Nic - Well, for the moment, it's mostly to do with ablating little bits of tissues with lasers which we can do in cultured drosophila embryos and that's certainly works, but it's a very crude tool. It doesn't really give you kind of very good handle on the exact extent of the forces. It can give you relative measurements which is useful, but what the future is made of is really using biosensors. So you've probably heard of biosensors in every context as these are essentially reporters of particular physical processes - either physical or signalling processes inside the cells that are big business in the pharmaceutical industry as they're used to probe the function or the activity of drugs for example on our cells. We and others are developing biosensors of physical forces that should enable us to really in situ or in vivo examine these forces, but there are still - part of me wishes that I had a Star Trek tricorder, one of these lovely little devices that you just flash at someone and you get all of their physical parameters instantly downloaded onto your computer. But unfortunately, Mr. Spock hasn't given me one of these yet.
Could genetically engineered humans drink seawater?
Obviously this would be quite useful as there are many places where it's hard to get freshwater, and most of the water on the planet is salty. Unfortunately we dehydrate very quickly if we drink it on its own, because our kidneys have to get rid of more water than we would actually take in from the seawater to get rid of the extra salt. This happens because we can only make urine with a certain level of saltiness, because the tubes in our kidneys that concentrate urine, known as the loops of Henle, are of a fixed length. Some animals like the desert rat can drink relatively salty water, as they have very long loops of Henle and can produce very concentrated, salty urine. So if we could find out the genes that affect the length of these loops, I think it's theoretically possible that we could genetically engineer humans with kidneys that can cope with drinking saltier water.

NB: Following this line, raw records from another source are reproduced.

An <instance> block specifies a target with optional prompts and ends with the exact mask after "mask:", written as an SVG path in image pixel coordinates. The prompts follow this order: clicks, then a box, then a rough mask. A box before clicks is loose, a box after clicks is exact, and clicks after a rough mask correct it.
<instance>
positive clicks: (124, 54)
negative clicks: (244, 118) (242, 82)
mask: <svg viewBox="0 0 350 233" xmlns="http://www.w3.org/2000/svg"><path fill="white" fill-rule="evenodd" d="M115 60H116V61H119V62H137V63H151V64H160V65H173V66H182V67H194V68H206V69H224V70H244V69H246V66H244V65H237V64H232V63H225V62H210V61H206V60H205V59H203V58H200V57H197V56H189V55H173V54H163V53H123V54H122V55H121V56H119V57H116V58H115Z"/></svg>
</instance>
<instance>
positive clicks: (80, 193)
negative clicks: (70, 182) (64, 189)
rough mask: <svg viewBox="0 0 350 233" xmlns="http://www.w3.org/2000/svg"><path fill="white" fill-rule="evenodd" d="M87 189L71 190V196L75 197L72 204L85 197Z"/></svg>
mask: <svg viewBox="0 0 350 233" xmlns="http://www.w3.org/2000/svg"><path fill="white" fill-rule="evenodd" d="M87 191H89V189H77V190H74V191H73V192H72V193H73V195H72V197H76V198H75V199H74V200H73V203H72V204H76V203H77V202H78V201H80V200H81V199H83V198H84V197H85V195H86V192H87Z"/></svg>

But because the kidneys develop very early in life, you'd have to do this while a baby was growing in the womb. And this kind of genetic modification is technically and ethically very difficult to do.

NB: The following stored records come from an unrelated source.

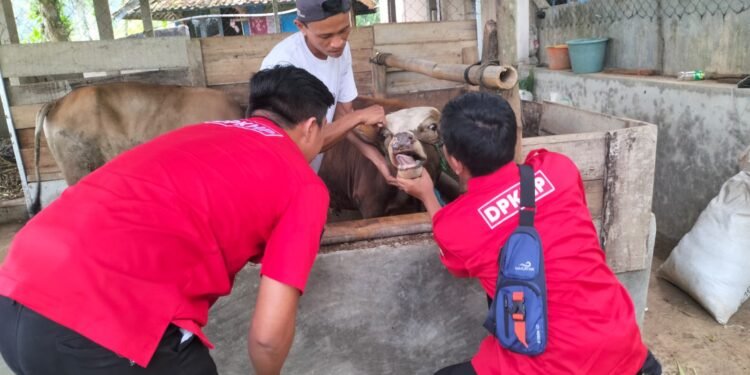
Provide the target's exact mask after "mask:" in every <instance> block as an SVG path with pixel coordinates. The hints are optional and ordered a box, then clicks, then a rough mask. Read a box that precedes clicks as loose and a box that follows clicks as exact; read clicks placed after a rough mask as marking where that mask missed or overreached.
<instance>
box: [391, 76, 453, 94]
mask: <svg viewBox="0 0 750 375" xmlns="http://www.w3.org/2000/svg"><path fill="white" fill-rule="evenodd" d="M386 80H387V82H388V83H387V85H386V87H387V89H388V95H389V96H390V95H399V94H405V93H417V92H421V91H434V90H447V89H452V88H456V87H463V84H462V83H458V82H450V81H444V80H440V79H435V78H430V77H427V76H425V75H423V74H419V73H412V72H393V73H388V75H387V77H386Z"/></svg>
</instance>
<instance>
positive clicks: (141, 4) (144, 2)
mask: <svg viewBox="0 0 750 375" xmlns="http://www.w3.org/2000/svg"><path fill="white" fill-rule="evenodd" d="M139 1H140V4H141V20H143V35H145V36H147V37H153V36H154V24H153V21H152V20H151V4H150V3H149V0H139Z"/></svg>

Can radiation cause beneficial mutation?
The short answer is "yes!" - although large doses of radiation from something like an atomic bomb or nuclear power station explosion are obviously very bad, any type of lower-level radiation doesn't cause specifically "good" or "bad" mutations, it just causes changes. As we heard in last month's podcast, these random changes happen all the time and may or may not be passed on to the next generation. But if there is a selective pressure, then we see beneficial mutations start to spread through populations. It doesn't matter what causes them, only that they have to be passed on, so they'd originally have to arise in the sperm or egg-producing cells for humans and other animals.
30:29 - Gene of the month - Lunatic Fringe
Gene of the month - Lunatic Fringe
with Kat Arney
Finally, keep your hair on, because our gene of the month is the rather wackily-named Lunatic Fringe. First discovered in fruit flies, the Fringe gene is involved in forming the edges of a fly's wings. Mammals - including mice and humans - actually have three different versions of the Fringe gene, called Manic Fringe, Radical Fringe and Lunatic Fringe, which are involved in the development of the limbs and other parts of the body.
In 2006, scientists discovered that inheriting two faulty copies of Lunatic Fringe causes severe problems with the development of the spine - a condition known as spondylocostal dysostosis, which comes under the banner of a number of hereditary spinal defects known as Jarcho-Levin syndrome. Although the name Lunatic Fringe sounds amusing, it's much less funny to families whose children have been born with the syndrome, so the Human Genome Organisation Gene Nomenclature Committee, or HUGO for short, have suggested it should be known as just LFNG. Less creative maybe, but probably also less upsetting.